3D Chips and Cards

Introduction

We could again see it at CeBIT as well as WinHec, there's a massive amount of commotion going on about upcoming 3D chips and cards. Lots of different chips and boards were shown or at least announced, of course months before the actual shipping date. The times in the 3D-chip arena are getting tougher, 1998 was far from enjoyable for most of the 3D-chip makers and many card makers got even into real trouble. Canopus and Miro left the 3D-card scene completely, 3Dfx swallowed STB and Diamond produced heavy losses, barely covered by the success of RIO. If you compare the 3D-chip with the CPU market, you can see that the competition as well as the ability to make money is a whole lot harder in the 3D arena than in the CPU section. Intel is still taking huge amounts of money for the majority of its CPUs, whilst even the suppliers of the fastest 3D chips are selling their 3D accelerators at less than a tenth of the price of a microprocessor with comparable complexity and die-size. This is indeed surprising if we consider that the mainstream 3D-card market is only a mere 3 years old.

A Short Look Back

The introduction of real 3D-accelerators started with the 3Dfx Voodoo chip, and that was the time when the first hard core 3D gamers started to evolve, producing high expectations as well as crazy hypes and some pathological fanaticism too. Voodoo (1) and 3Dfx remained at the top of the 3D graphics scene for more than a year, completely underestimated by the big players in the graphics scene at this time, S3 and Matrox. 3Dfx won the second round also, the Voodoo2 was a worthy successor of Voodoo (1). The idea of Voodoo2 was the same as for Voodoo (1), offer an add-on 3D-card to the normal 2D card, use a pass-through cable and offer a lot more power than Voodoo1. Voodoo2 was using two parallel texture units, a lot more graphics memory and the user had the chance to run two of those cards in parallel, called 'SLI'-mode, offering at that time mind blowing 3D performance. This was certainly no cheap solution, but the hard core gamers jumped on this bandwagon right away, making Voodoo2 another huge success. It took six more months until the first decent 2D/3D-cards became available, NVIDIA shipped RIVA TNT and 3Dfx tried their slightly castrated version called 'Voodoo Banshee'. People who believed in the marketing hype, saying that those two chips were a really new generation of 3D chips, were disappointed, since Voodoo2 SLI was still offering the best performance, Banshee and TNT had only the chance to come close in some areas.

Voodoo3, TNT2, Permedia3 and what not are the first 3D-chips that show a real further development of the technologies implemented into Voodoo2. What took no less than six chips in the days of Voodoo2 SLI is now condensed into a TNT2-chip, beefed up with a faster RAMDAC, good AGP-support, support of larger texture-sizes and several other goodies, running at a much higher clock speed than Voodoo2 as well. Really new concepts are still not to be found though and can also not be expected before the second half of 1999. We are still working with the second generation of 3D-chips, but even this generation has still got a lot to offer and you can be sure that it will be a hot summer in the 3D-arena this year.
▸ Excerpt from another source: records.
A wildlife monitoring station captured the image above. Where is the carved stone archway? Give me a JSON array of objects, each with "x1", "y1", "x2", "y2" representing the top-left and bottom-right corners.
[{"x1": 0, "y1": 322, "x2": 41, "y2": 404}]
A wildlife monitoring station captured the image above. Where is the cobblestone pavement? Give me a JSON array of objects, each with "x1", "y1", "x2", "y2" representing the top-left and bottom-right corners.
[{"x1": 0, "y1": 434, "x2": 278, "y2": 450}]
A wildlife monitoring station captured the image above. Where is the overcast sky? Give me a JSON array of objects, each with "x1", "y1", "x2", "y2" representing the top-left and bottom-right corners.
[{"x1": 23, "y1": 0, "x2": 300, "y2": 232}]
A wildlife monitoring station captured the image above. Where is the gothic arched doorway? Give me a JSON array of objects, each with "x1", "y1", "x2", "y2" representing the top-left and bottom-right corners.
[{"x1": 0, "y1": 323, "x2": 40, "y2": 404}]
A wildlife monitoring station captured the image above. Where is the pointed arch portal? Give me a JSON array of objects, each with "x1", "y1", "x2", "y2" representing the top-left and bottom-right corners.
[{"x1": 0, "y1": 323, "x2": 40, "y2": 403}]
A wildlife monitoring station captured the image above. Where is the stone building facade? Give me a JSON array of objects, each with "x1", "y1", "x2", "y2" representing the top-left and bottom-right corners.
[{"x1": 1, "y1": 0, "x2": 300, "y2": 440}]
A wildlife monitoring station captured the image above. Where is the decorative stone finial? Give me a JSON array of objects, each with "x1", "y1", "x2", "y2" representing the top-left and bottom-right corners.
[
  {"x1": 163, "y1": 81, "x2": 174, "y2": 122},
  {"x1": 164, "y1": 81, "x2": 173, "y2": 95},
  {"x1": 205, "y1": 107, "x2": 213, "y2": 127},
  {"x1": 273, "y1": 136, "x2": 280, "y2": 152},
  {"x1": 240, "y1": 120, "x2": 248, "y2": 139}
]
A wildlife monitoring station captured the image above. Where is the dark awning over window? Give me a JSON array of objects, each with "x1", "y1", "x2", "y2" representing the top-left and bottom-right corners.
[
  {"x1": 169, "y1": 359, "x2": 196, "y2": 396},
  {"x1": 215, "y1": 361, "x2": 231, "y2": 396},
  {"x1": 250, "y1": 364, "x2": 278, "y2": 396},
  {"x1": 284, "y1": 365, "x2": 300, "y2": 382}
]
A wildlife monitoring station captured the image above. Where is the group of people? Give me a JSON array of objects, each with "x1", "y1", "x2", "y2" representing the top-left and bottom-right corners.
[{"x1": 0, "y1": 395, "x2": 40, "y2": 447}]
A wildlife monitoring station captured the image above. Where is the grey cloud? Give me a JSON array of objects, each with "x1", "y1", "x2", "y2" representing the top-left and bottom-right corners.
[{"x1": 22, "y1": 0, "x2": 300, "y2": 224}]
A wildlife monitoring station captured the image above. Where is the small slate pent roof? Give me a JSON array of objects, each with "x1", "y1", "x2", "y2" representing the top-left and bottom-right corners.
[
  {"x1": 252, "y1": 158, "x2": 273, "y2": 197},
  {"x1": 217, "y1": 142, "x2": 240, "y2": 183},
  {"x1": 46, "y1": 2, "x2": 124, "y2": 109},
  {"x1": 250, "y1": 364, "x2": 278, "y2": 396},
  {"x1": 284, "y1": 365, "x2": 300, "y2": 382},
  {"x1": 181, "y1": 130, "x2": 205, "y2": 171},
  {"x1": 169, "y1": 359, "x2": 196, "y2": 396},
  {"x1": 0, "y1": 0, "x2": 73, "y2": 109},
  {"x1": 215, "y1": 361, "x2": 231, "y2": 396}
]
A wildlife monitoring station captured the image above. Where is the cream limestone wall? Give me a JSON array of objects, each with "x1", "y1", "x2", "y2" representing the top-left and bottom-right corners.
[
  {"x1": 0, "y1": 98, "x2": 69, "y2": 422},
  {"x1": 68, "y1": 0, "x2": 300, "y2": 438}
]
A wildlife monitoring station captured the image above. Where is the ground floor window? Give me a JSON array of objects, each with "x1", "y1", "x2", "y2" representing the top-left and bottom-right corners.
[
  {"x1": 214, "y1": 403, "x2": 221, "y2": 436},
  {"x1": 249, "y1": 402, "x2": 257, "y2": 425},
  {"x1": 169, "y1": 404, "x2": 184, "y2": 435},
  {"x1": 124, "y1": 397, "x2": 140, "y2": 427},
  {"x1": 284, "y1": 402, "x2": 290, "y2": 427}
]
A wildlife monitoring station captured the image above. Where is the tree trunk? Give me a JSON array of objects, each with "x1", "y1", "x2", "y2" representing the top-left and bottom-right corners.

We can expect the first announcements of third-generation 3D-chips within the next couple of months and there's supposed to be a new quantum leap in 3D-performance and quality. Fill rates of 500-600 Mpixel/s, triangle rates of 20 million/s and more as well as the support of new quality enhancements will ask a lot more from game developers, CPU, memory, RAMDAC and even display technologies than we can imagine right now.